Is there a way to use sklearn.model_selection.train_test_split
to retain all unique values from a specific column(s) in the training set.
Let me set up an example. The most common matrix factorization problem I am aware of is predicting movie ratings for users say in the Netflix Challenge or Movielens data sets. Now this question isn't really centered around any single matrix factorization approach, but within the range of possibilities there is a group that will make predictions only for known combinations of users and items.
So in Movielens 100k for example we have 943 unique users and 1682 unique movies. If we were to use train_test_split
even with a high train_size
ratio (say 0.9) the number of unique users and movies would not be the same.
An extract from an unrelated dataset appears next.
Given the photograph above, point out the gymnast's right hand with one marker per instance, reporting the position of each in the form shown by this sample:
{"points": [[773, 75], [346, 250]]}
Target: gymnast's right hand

This presents a problem as the group of methods I mentioned would not be able to predict anything but 0 for movies or users it had not been trained on. Here is an example of what I mean.
import numpy as np
import pandas as pd
from sklearn.model_selection import train_test_split
ml = pd.read_csv('ml-100k/u.data', sep='\t', names=['User_id', 'Item_id', 'Rating', 'ts'])
ml.head()
User_id Item_id Rating ts
0 196 242 3 881250949
1 186 302 3 891717742
2 22 377 1 878887116
3 244 51 2 880606923
4 166 346 1 886397596
ml.User_id.unique().size
943
ml.Item_id.unique().size
1682
utrain, utest, itrain, itest, rtrain, rtest = train_test_split(ml, train_size=0.9)
np.unique(utrain).size
943
np.unique(itrain).size
1644
Try this as many times as you may and you just wont end up with 1682 unique movies in the train set. This is a result of a number of movies only having a single rating in the dataset. Luckily the same isn't true for users (lowest number of ratings by a user is 20) so it isn't a problem there. But in order to have a functioning training set we need all of the unique movies to be in the training set at least once. Furthermore, I cannot utilize the stratify=
kwarg for train_test_split
as there are not more than 1 entry for all users or for all movies.
My question is this.
Is there a way in sklearn to split a dataset to ensure that the set of unique values from a specific column(s) are retained in the training set?
My rudimentary solution to the problem is as follows.
- Separate the items that/users have a low number of total ratings.
- create a
train_test_split
on the data excluding these rarely rated items/users (ensuring that the split size + the exclude size will equal your desired split size). - combine the two to get a final representative training set
Example:
item_counts = ml.groupby(['Item_id']).size()
user_counts = ml.groupby(['User_id']).size()
rare_items = item_counts.loc[item_counts <= 5].index.values
rare_users = user_counts.loc[user_counts <= 5].index.values
rare_items.size
384
rare_users.size
0
# We can ignore users in this example
rare_ratings = ml.loc[ml.Item_id.isin(rare_items)]
rare_ratings.shape[0]
968
ml_less_rare = ml.loc[~ml.Item_id.isin(rare_items)]
items = ml_less_rare.Item_id.values
users = ml_less_rare.User_id.values
ratings = ml_less_rare.Rating.values
# Establish number of items desired from train_test_split
desired_ratio = 0.9
train_size = desired_ratio * ml.shape[0] - rare_ratings.shape[0]
train_ratio = train_size / ml_less_rare.shape[0]
itrain, itest, utrain, utest, rtrain, rtest = train_test_split(items, users, ratings, train_size=train_ratio)
itrain = np.concatenate((itrain, rare_ratings.Item_id.values))
np.unique(itrain).size
1682
utrain = np.concatenate((utrain, rare_ratings.User_id.values))
np.unique(utrain).size
943
rtrain = np.concatenate((rtrain, rare_ratings.Rating.values))
This approach works, but I just have to feel there is a way to accomplish the same with train_test_split
or another splitting method from sklearn.
Caveat - Data Contains Single Entries for Users and Movies
While the approach that @serv-inc proposes would work for data where every class is represented more than once. That is not the case with this data, nor with most recommendation/ranking data sets.